Я знал, где находится станция, лондонское направление, надо бы позвонить отцу или отправить телеграмму. («Решил, поеду сегодня. Скоро вернусь»). Когда я шел по пути к железке, этой иллюзии свободы, мне казалось странным образом, что я возвращаюсь в детство. Может, из-за уютной тусклости газетного магазинчика, комиксов в проеме двери, так похожей на ту, у которой я замешкался однажды в зимнем странствии домой из начальной школы. Прокопченные сумерки города резонировали на моей шкуре, как камертон. В памяти останется последний урок дня – изорванная хрестоматия под муниципальными фонарями, колокольчик булочника, муррр, сказала кошка, робин-бобин, тени детской, доля оборвыша, за цыганской звездой кочевой, и еще какие-то незатейливые и современные невинные стишки таких поэтов, как Дринкуотер, Дэвис, Ходжсон, Эверетт [28] Повествователь упоминает Эверетта наряду с реальными английскими поэтами «второго ряда»: Джоном Дринкуотером (1882–1937), Хью Сайксом Дэвисом (1909–1984), Ральфом Ходжсоном (1871–1962).
.
Ясное дело, мой разум готовил меня к появлению Эверетта, как оркестр готовится к вступлению побочной темы. Эверетт чуть ли не галопом летел, чтобы нагнать меня, запыхавшись.
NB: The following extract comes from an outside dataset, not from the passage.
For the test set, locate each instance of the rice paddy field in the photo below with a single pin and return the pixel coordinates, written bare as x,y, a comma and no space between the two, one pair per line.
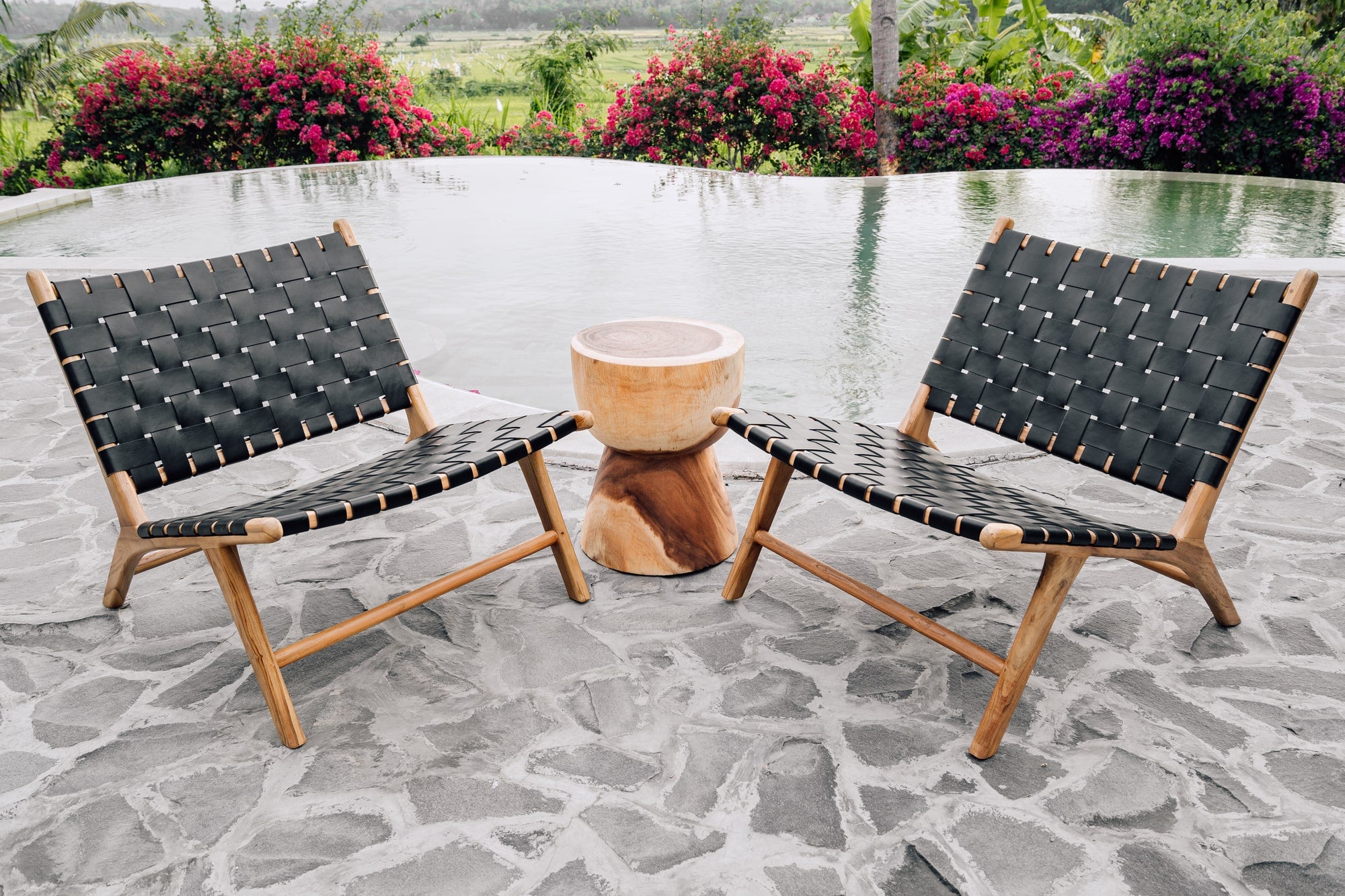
488,87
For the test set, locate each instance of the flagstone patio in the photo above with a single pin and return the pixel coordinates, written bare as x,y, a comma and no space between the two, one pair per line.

– Нет, – выдохнул он. – Все не так, ну что же вы. Мы же должны были встретиться в «Гиппогрифе». Это мне надо было на вокзал. Я подумал , что, может, я позвонил слишком рано…
– Ваша дочь, – сказал я.
Девочка, которой он посвящал стихи, мечтая о ее будущей красоте, воспевал ее надрывающую сердце невинность, шаловливые ноги под клетчатой юбкой, прямые льняные волосы. Женщина, снова ушедшая от мужа.
– Сколько вам лет? – спросил я.
– Пятьдесят семь.
– Ну да, – сказал я, – вы казались мне таким старым, когда я учился в школе. А Гарольду Монро? [29] Гарольд Монро (1979–1932) – английский поэт и издатель, открывший книжный магазин «Лавка стихов» в Блумсбери.
– Гарольду? Гарольд умер. Он скончался в тысяча девятьсот тридцать втором году.
Мы входили на платформу, цыганская звезда кочевая сияла на огромном белом циферблате.
– Мы рано, – сказал Эверетт. – Она приедет не раньше пяти.
– А следующий поезд в Лондон?
– В восемь десять, кажется. Я надеюсь, вы не собираетесь покинуть нас так скоро?
– Как сказать.
Нас окружали праздничные плакаты с прошлого лета.
– У меня там дела. Завтра, наверное.
Эверетт купил перронный билет, я был без гроша, он купил и мне.
– Есть время выпить чаю, – предложил он, и мы с шумом зашагали по прогнувшимся доскам застекленного моста к лестнице, ведущей на четвертую платформу.